THE ETHICS OF SOCIAL NETWORKS IN THE DIGITAL AGE
The Internet, digital technologies and social media have heightened our awareness of the interconnection between people, as well as the networked nature of reality. Social networks have always existed, but the Internet and online technologies have brought about a much greater consciousness of this fact, as well as intensified a range of social forces that constitute our networked reality.

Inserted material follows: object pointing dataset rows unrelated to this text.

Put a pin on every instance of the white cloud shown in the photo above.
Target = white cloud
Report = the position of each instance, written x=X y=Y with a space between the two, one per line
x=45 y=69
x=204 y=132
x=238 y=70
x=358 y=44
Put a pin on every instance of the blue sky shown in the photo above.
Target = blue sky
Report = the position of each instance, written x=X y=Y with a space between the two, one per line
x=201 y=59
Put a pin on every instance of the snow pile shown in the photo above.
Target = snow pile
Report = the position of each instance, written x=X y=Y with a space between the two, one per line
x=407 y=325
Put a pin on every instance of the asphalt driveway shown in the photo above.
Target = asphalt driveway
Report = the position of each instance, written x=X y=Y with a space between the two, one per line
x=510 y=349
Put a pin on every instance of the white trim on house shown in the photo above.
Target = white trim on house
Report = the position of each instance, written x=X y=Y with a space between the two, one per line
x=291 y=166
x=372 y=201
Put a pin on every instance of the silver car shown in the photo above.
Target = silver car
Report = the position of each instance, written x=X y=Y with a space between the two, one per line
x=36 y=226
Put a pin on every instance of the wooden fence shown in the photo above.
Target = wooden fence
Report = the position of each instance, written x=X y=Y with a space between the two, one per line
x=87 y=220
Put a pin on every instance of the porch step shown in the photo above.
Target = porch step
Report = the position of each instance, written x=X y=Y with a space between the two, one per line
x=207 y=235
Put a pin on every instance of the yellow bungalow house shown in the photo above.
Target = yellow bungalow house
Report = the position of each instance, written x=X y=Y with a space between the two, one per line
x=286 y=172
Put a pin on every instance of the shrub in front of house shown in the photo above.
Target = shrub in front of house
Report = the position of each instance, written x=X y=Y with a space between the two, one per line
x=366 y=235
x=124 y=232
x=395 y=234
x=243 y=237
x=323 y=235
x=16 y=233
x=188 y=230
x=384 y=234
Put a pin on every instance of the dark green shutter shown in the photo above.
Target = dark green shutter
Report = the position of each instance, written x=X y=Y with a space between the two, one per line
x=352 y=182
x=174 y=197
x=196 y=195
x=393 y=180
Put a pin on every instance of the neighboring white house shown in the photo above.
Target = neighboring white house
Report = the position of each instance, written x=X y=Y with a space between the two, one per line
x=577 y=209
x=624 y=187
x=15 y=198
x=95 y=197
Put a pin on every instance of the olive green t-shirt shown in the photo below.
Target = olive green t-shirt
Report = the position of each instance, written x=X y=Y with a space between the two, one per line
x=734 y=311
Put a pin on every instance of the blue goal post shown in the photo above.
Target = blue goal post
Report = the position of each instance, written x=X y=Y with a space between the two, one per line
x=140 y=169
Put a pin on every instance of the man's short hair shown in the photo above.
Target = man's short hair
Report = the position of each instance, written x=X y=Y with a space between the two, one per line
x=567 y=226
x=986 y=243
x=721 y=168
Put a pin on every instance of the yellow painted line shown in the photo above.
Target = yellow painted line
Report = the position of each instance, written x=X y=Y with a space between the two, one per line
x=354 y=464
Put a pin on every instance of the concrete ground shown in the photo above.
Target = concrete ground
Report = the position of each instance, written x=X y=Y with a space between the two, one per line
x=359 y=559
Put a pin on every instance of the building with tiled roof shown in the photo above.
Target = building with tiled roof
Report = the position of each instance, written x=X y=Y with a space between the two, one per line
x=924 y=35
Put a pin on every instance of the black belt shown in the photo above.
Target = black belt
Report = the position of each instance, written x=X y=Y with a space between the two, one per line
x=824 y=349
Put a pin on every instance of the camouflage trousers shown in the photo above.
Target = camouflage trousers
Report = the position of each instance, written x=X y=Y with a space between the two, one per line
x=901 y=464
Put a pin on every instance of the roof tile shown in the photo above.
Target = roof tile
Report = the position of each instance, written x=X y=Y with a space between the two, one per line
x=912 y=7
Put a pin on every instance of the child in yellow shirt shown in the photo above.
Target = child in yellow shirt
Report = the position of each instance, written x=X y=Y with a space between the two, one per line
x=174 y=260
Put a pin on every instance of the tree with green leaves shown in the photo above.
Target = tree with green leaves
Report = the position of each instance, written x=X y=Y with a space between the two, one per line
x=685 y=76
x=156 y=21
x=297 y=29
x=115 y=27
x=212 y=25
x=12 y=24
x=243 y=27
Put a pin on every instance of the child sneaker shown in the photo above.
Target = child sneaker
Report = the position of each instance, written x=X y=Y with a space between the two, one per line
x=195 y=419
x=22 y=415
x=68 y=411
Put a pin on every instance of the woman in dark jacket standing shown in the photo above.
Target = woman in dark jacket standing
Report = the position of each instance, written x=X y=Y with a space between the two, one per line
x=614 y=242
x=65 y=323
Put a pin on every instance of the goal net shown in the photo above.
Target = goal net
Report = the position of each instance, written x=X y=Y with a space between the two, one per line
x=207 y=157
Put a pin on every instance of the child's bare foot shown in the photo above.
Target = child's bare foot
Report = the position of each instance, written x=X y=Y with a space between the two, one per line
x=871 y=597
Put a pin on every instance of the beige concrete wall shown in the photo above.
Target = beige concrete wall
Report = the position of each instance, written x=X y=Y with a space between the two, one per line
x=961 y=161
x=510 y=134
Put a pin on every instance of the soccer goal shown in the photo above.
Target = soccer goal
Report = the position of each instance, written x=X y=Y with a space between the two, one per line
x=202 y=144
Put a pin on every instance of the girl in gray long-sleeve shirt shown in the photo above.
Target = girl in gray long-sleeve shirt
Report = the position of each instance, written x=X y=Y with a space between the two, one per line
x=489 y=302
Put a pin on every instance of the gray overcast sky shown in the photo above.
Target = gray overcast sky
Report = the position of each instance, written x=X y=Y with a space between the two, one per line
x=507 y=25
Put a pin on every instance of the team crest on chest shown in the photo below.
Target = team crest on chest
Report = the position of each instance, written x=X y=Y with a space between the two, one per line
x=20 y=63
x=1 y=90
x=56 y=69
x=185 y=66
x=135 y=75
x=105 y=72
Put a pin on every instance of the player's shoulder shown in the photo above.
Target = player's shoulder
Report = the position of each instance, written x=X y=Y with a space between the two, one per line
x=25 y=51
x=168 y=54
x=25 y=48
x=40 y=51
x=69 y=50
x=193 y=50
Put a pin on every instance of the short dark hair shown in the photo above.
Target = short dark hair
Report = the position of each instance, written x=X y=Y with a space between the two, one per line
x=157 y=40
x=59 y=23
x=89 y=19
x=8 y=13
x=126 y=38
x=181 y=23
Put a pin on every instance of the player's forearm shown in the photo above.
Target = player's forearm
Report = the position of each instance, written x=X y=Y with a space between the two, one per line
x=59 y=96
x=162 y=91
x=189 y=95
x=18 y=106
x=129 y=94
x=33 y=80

A social network is made up of two elements: human beings and the connection between them. While the characteristic of a network is shaped by the qualities of people in the network and their connections, the network is a distinct entity, greater than the sum of its parts. In The Chemistry of Social Networks, Nicholas Christakis uses the examples of diamond and graphite to explain this point:
So you can take carbon atoms and you can assemble the carbon atoms into graphite and here we put together a particular hexagonal pattern of ties and you get sheets of graphite and this graphite is soft and dark. Or we can take the same carbon atoms and assemble the bonds between the carbon atoms differently and we get diamond, which is hard and clear. These properties of softness and darkness or hardness and clearness first of all differ dramatically, not because the carbon is different. The carbon is the same in both, but rather because of the ties between the carbon atoms. And second these properties are not properties of the carbon atoms. They’re properties of the group, properties of the collection of carbon atoms. Therefore, when we take constituent elements and assemble them to a larger whole, this larger whole can have properties that we could not have foreseen merely by studying the individual elements and properties which do not reside within the individual elements.
Whether our networked social reality in the digital age is going to be “diamond” or “graphite”, depends on the kind of person we are as individuals and how we relate to others around us. This perspective has important ethical implications for individual digital citizens, as well as institutions such as family, school, workplace, business and government.
Wikipedia, the online multilingual encyclopedia, has been regarded as one of the shining “diamonds” of the Internet. Harvard Law Professor Lawrence Lessig has said,
Wikipedia has come to define the very best in an ethic of a different kind of economy or community: at its core, it is a “collaborative community” that freely and voluntarily gives to the world a constant invitation to understand and correct. More than any democracy, it empowers broadly. More than any entity anywhere, it elicits the very best of an amateur ethic—people working hard for the love of the work, and not for the money.
Not only is Wikipedia the most widely used encyclopedia in the world, it is also a community built upon an emerging worldview that is global and service oriented, participatory and collaborative at the grassroots, reflects and demands ethics of good faith and openness, as well as consultative in decision-making. It manifests in concrete form the kinds of human interaction widely considered as utopian and impossible.
EFDP engages its program participants to think broadly about the characteristics and ethics of social network in the digital age. These insights provide the basis for developing the perspectives, mindset and skills that a digital citizen needs in order to realize the potentials and meet the challenges of a digital age. They provide the conceptual building blocks upon which we find solutions to address concerns such as cyber-bullying and privacy, as well as ways to advance the best that digital technologies offer, such as heightened capacities for knowledge, innovation and collaboration.